Tuesday, June 2, 2009

Time of Your Life (Buffy the Vampire Slayer, Season 8, Volume 4)

And speaking of semi-cannon print continuations of film/tv classics, the fourth collected volume of the “eighth season” of Buffy the Vampire Slayer came out last month. Honestly, I’m not a huge fan of the comic book medium (by which I mean traditional U.S style comics as opposed to graphic novels, for example, or manga). I generally prefer their cartoon adaptations, as is the case with my beloved X-Men. That being said, I have been following the comic book continuation of the television series Buffy the Vampire Slayer, which ended with its seventh season in 2003, primarily because I love that universe and am a total sucker for all things related to it. So when the fourth volume of the collected edition, entitled Time of Your Life and containing issues #16 – #20, came out a few weeks ago, I hustled my butt down to Barnes & Noble and plunked down sixteen bucks for my copy. While the comic series doesn’t necessarily retain all the charm and appeal of the show, it nevertheless provides lots of fun for fans and usually a good read as well.

The title “Time of Your Life” refers to issues #16 – #19, a time travel story arc that also crosses over with Fray, an eight-issue comic about the slayer of the future. In this arc, Buffy and Willow head to the New York group on some mystical tip Willow got through the vague and mysterious spiritual pipeline and end up – you guessed it – walking into a trap. Bottom line: Buffy gets transported 200 years into the future and finds herself in a sci-fi version of Manhattan coming face-to-face with Fray, a slayer whose English is even more garbled and incomprehensible than Buffy’s. Once she adjusts to the bizarre circumstances a bit, Buffy’s dismayed to see the rather grim conditions of the future, and to learn that the number of total slayers has somehow dwindled back down to one (in fact, Fray’s the first to be called in years.) Before she can piece together the whole, story, however, we find out just who’s been pulling the strings behind Buffy’s little jaunt through time. Well, the cover art kind of gave it away, but yes, it’s Dark Willow! (dun dun dun) But she’s not like the Dark Willow of season six, who was full of incontrollable rage. This is a Willow darkened not by sudden anger, but rather twisted and hardened by the inexorable passage of time and filled with cold, merciless calculation, and perhaps not a little sadness as well. Her motives for bringing Buffy to this time are not exactly clear, but it doesn’t take long for her to turn Fray and Buffy against one another.

Meanwhile, back in the present, Dawn and Xander are left to hold down the Scotland base. This proves rather difficult when Amy and Warren (these two never die, do they?) orchestrate a two-pronged supernatural/technical attack on behalf of their new boss, the ominous and mysterious Twilight (who is undoubtedly the big bad of Season Eight.) Xander and Dawnie and the rest of the troops pull through in the end, of course, but not before sustaining some casualties and having a hilarious encounter with the tree-folk of the forest surrounding the castle.
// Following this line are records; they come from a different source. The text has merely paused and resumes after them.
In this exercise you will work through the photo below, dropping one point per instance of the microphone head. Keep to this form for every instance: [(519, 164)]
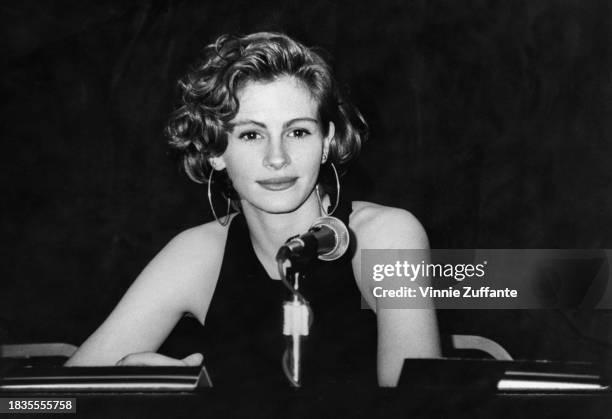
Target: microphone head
[(341, 236)]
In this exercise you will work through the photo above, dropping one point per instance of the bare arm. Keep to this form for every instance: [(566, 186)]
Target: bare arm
[(402, 333), (180, 279)]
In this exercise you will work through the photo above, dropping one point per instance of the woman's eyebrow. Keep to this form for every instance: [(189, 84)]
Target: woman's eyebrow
[(247, 122), (304, 119), (233, 125)]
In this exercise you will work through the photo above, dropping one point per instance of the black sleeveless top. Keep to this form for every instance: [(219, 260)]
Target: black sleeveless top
[(243, 341)]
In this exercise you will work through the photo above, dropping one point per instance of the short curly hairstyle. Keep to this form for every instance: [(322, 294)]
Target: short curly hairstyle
[(198, 128)]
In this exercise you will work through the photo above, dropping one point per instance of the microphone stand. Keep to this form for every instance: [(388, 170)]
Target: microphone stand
[(296, 323)]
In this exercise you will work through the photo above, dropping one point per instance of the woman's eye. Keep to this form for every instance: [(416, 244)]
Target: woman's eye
[(299, 133), (249, 136)]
Also in this arc, we get to see a lot more of Kennedy (she and Willow are evidently still a thing), and we learn that Riley Finn has apparently gone over to the dark side. Too bad Buffy still thinks he’s a reliable source.

After all the intense action of issues #16 – #19, I really loved how issue #20 provided a little break from the increasingly entangled developments of the Season Eight mythology. Entitled “After These Messages … We’ll Be Right Back”, this issue was much lighter in tone and really played up the nostalgia factor by hearkening back to the early days of the original series, showing us how much has changed since then, but also how much is still the same. In this issue, Buffy returns to the base totally exhausted from an evening of demon slaying and has a strange dream in which she finds herself back at Sunnydale High, as if the past eight years had never happened. Initially thrilled to be relieved of the pressures of leading a worldwide slayer army, she soon finds that high-school slaying isn’t all fun and games the way she remembers. I loved this issue. I loved seeing old characters like Cordelia and Joyce and Principal Snyder, not to mention the high-school versions of Buffy and Willow (let’s face it, Xander hasn’t really changed all that much, bless his heart). I loved how the art during the dream sequence shifted to a more cartoonish, Betty-and-Veronica type of stylization. I loved how it was funny like the original series was, but also drove home a really powerful message about what changes over time and what remains constant.
All in all, Time of Your Life was a pretty nifty installment of Season Eight. I never read the Fray series, but I was still able to follow and enjoy the crossover. The series may not be as funny or clever as the show was, but it’s still really engaging and enjoyable. Plus, with little gems like “After These Messages” and the tree-folk embedded here and there throughout the series, how could I not read it? Also, the artwork is gorgeous. I kind of like that the characters don’t look exactly like the actors from the show; the series has its own distinctive style. And if there’s one thing that comic books have over manga and graphic novels, it’s color. The colors in here are so prettyyyy. If nothing else, Season Eight sure is easy on the eyes.